Wednesday, October 14, 2009

IT'S THE N4 .......the ww2 us navy field jacket .navy-ism part 3

On the beaches of Normandy in june 1944 .beach battalion's personnel wearing their self customized jackets ,helmets and overalls.......
The N4 us navy field jacket with its special white stencil in the back
Front view of the standard factory applied usn stencil
The N4 is darker and cut slimmer than the M41 .No epaulets and back straps.
ww2 conmar zipper
What's left of the original tag ........

Today i'll talk about the N4 us navy field jacket,you know...... the jacket every wanna be expert calls the navy m41 by lack of information.Well!! today's post will feature a special N4 from ww2.i started to collect in the early eighties and back then only strove to get items in the best condition main source was the Clignancourt fleamarket in Paris where this jacket was found.that day i was on the look out for a descent M41 but didn't get a "clean" one because they were even back then hard to get.So i've decided to settle for the NAVY version even if there was a stencil in the back. back in the days i was ,stupid me, passing on anything with writings, stencils ,drawings and so on .i should have known better right !?anyway that day i've changed my mind ... lucky me .after few years of collecting and reading i've discovered the significance of the markings on the back of the jacket .back in june 1944 in order to have navy shore parties not being mistaken for their army counter parts on the beaches of Normandy ,Navy personnel, were asked to mark all of their gears with a wide USN .So asap ,helmets and jackets were self customized and as a result variations were plentiful as can be.Today though they are as rare as can be .Real us navy d day items are rare and i'll cherish that trove as long as i can .
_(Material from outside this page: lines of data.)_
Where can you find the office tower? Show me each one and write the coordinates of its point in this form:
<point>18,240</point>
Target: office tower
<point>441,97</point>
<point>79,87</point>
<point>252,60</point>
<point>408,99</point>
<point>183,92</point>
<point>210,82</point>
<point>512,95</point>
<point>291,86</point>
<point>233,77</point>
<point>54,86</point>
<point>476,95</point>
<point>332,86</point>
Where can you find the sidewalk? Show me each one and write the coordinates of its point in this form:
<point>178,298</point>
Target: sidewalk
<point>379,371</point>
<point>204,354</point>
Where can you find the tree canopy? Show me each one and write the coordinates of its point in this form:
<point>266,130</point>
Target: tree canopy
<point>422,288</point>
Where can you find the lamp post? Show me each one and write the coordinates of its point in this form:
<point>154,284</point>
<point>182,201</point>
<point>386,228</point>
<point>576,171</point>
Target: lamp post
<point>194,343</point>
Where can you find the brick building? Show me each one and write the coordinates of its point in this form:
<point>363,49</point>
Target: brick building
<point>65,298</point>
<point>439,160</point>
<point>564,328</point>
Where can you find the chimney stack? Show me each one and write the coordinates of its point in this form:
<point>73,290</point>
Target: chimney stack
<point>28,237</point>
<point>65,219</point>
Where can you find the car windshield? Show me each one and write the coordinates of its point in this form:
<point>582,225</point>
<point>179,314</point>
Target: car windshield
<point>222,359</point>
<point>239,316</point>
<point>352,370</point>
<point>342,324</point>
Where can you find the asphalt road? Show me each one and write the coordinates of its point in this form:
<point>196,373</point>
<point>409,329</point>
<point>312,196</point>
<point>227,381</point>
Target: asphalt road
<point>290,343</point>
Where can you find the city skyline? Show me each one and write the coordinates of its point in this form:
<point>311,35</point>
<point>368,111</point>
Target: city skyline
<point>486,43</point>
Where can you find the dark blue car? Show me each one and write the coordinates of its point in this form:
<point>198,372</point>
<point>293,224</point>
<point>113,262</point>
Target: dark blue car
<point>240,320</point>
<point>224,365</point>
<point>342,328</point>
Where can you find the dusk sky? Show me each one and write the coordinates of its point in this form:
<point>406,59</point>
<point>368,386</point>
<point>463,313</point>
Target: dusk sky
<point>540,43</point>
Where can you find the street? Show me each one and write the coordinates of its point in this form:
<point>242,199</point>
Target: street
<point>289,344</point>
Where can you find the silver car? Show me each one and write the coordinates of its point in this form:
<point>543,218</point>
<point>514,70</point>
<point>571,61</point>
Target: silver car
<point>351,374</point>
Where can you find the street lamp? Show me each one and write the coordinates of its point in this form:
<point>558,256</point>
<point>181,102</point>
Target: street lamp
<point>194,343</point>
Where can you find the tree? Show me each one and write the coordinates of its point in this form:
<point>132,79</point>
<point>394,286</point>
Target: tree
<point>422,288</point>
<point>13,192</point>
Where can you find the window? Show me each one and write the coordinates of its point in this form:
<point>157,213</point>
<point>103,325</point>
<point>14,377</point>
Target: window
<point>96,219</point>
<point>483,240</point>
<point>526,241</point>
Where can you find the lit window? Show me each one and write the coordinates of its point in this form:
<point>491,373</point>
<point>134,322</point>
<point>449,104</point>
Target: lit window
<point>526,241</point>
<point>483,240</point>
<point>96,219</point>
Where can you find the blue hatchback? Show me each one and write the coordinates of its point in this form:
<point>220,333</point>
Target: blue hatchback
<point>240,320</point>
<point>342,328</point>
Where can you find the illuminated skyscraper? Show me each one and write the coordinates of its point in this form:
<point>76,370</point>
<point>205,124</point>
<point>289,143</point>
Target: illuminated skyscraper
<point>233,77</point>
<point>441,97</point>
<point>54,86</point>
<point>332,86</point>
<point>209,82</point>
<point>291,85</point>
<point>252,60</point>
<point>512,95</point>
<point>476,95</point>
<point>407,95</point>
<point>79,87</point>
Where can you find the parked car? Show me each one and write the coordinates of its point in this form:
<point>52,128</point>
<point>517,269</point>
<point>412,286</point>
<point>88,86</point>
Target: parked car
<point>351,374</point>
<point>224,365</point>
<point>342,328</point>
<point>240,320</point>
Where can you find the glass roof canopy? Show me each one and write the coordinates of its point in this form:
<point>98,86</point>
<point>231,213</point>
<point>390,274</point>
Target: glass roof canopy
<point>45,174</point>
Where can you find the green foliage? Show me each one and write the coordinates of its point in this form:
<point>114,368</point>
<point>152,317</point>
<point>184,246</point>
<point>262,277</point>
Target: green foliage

Wednesday, October 7, 2009


Just a quick post as i could not resist to share that newly acquired picture of a pipe smocking sailor proudly wearing his 1943 deck jacket .....

Monday, October 5, 2009


As promissed to my friend Gregg,here's a little addition to the former post .we will prove here,that not all navy buttons were created equals. if you need to restore a vintage navy uniform,you need to be aware of this .Differences in materials and designs,even if not obvious to most of us,do exist.Pictured above,from left to right, is a small sample of them.The first one,from civil war area,is made of rubber.In 1839 Goodyear,secured a patent for vulcanisation.It was a process using extreme heat and sulfur along with hard rubber to form the final product.Details were often crude .The second button,dates from ww1 and was made of celluloid .It was a material created at first as a substitute for ivory or wood .Celluloid buttons first appeared around 1897 and can nowadays,be widely seen featured in old SEARS and ROEBUCK catalogues .These buttons were extremely fragile and often break.Look how thin and detailed the anchor is on that example. Last ,but not least, the first stage of the button we all know .This button dates from the early part of ww2 and is made of bakelite .Bakelite became very popular and stylish about the 40's and 50's and is easily detectable as it produces a fresh worm feel,as opposed to plastic .Later,during the war ,plastic will be the final material of choice.